Why Canva built its own design-native foundation model instead of renting frontier APIs

The headline economic claim of AI 2.0 is not a feature but a model: Lucid Origin, Canva's image-generation model, is pitched as 5x faster and 30x cheaper than comparable frontier alternatives, and its image-to-video (I2V) model as 7x faster and 17x cheaper. Those numbers explain a strategic choice. Canva has over 100 researchers inside its CORE (Canva Original Research and Exploration) group, and since acquiring Leonardo.Ai in 2024 it has been quietly building a design-layer foundation model rather than wiring Stable Diffusion or a frontier API underneath its canvas. At the volume Canva generates - 27 billion Canva AI uses to date, tripling in the past year - a 30x cost gap is not a margin story, it is the difference between offering AI for free under existing plans and gating it behind per-seat pricing.
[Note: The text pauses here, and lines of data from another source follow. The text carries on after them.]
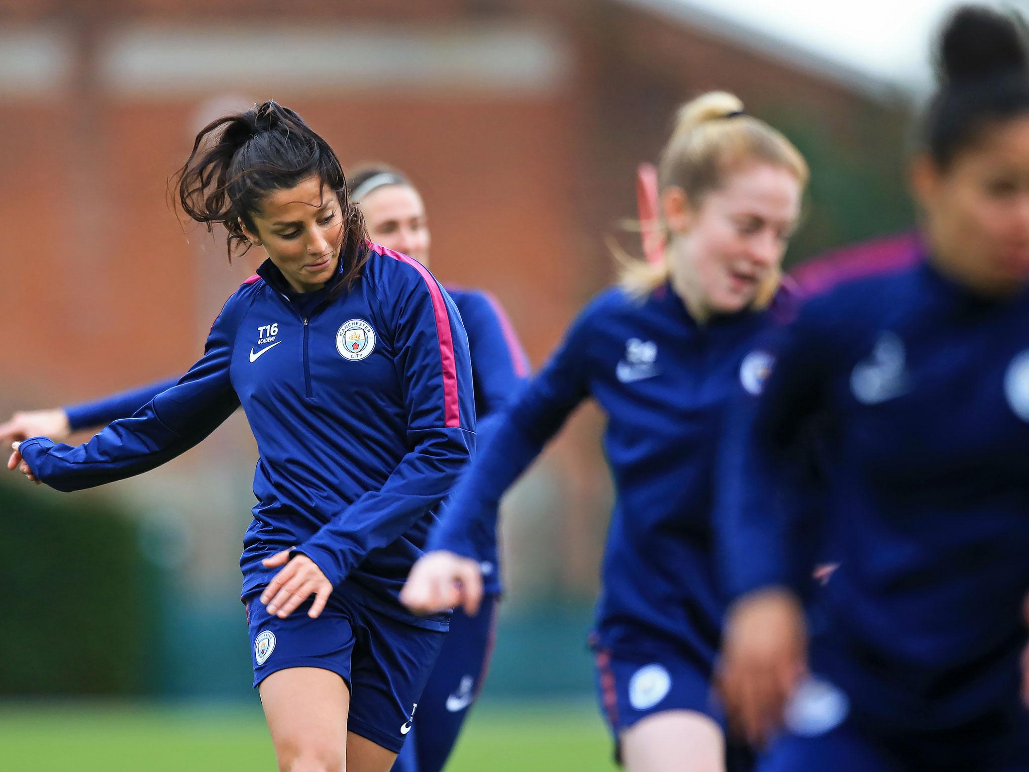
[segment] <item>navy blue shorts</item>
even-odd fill
[[[316,620],[307,615],[311,601],[284,620],[269,616],[259,593],[244,602],[254,687],[291,667],[330,670],[350,690],[348,730],[399,752],[447,633],[414,627],[339,593]]]
[[[876,729],[851,710],[846,695],[815,681],[794,696],[785,717],[787,732],[759,772],[1029,772],[1029,710],[1023,707],[946,731]]]
[[[451,629],[418,703],[418,722],[392,772],[440,772],[483,687],[496,630],[499,598],[487,595],[478,613],[454,609]]]

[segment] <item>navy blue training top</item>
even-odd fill
[[[791,468],[823,452],[840,567],[812,662],[866,715],[939,728],[1018,701],[1029,591],[1029,292],[985,300],[931,262],[810,301],[719,505],[734,596],[801,591]]]
[[[660,636],[710,666],[723,608],[711,543],[715,449],[725,399],[770,313],[699,325],[668,285],[642,299],[602,292],[481,444],[428,549],[477,558],[504,490],[592,396],[607,415],[615,487],[598,642]]]
[[[529,360],[503,308],[490,292],[445,286],[468,335],[476,433],[485,436],[489,433],[491,416],[499,413],[525,384]],[[306,302],[304,295],[286,294],[294,303]],[[100,399],[70,405],[64,411],[72,431],[106,426],[111,421],[128,418],[176,383],[177,378],[158,381]],[[480,545],[478,552],[483,556],[486,591],[499,594],[502,585],[497,540],[491,538]]]
[[[177,385],[77,448],[27,440],[30,468],[64,491],[138,475],[242,405],[260,454],[243,594],[278,571],[263,558],[295,546],[335,592],[445,629],[445,617],[416,618],[397,596],[474,446],[467,338],[427,269],[369,249],[354,288],[307,315],[265,261],[225,303],[204,357]]]

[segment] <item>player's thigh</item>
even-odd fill
[[[350,692],[338,673],[315,667],[277,670],[259,689],[282,772],[346,770]]]
[[[620,736],[626,772],[723,772],[725,739],[710,715],[667,710],[640,718]]]
[[[390,772],[396,753],[367,737],[347,733],[347,772]]]
[[[412,727],[407,733],[407,739],[403,741],[403,747],[396,755],[390,772],[419,772],[418,767],[418,727]]]
[[[423,712],[421,695],[447,633],[365,607],[352,608],[351,619],[348,730],[395,756]]]
[[[486,677],[493,648],[495,610],[496,598],[489,596],[484,598],[483,607],[474,617],[454,610],[450,632],[418,703],[418,722],[413,732],[417,735],[414,746],[418,772],[441,772],[454,749]],[[409,752],[407,744],[400,751],[401,757]],[[394,769],[399,772],[403,768]]]

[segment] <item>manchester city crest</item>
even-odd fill
[[[275,633],[271,630],[263,630],[257,633],[257,637],[254,639],[254,656],[257,659],[258,665],[263,665],[268,662],[268,658],[272,656],[272,652],[275,651]]]
[[[363,319],[345,322],[335,334],[335,350],[344,359],[358,361],[376,347],[376,331]]]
That also reframes Object-Based Intelligence. Flat diffusion outputs are commercially cheap but editorially expensive, because every iteration is a full regeneration. A model trained to emit layered, editable objects lets Canva keep a user inside one design session across dozens of tweaks without a corresponding inference bill. Combined with Magic Layers - the Canva Design Model feature used more than nine million times in the month before launch - the pattern is clear: Canva is betting that vertically specialized, cheaper-to-serve models beat rented frontier horsepower for the narrow task of editable design generation, and it is using that cost structure as the price wedge that keeps AI free at scale.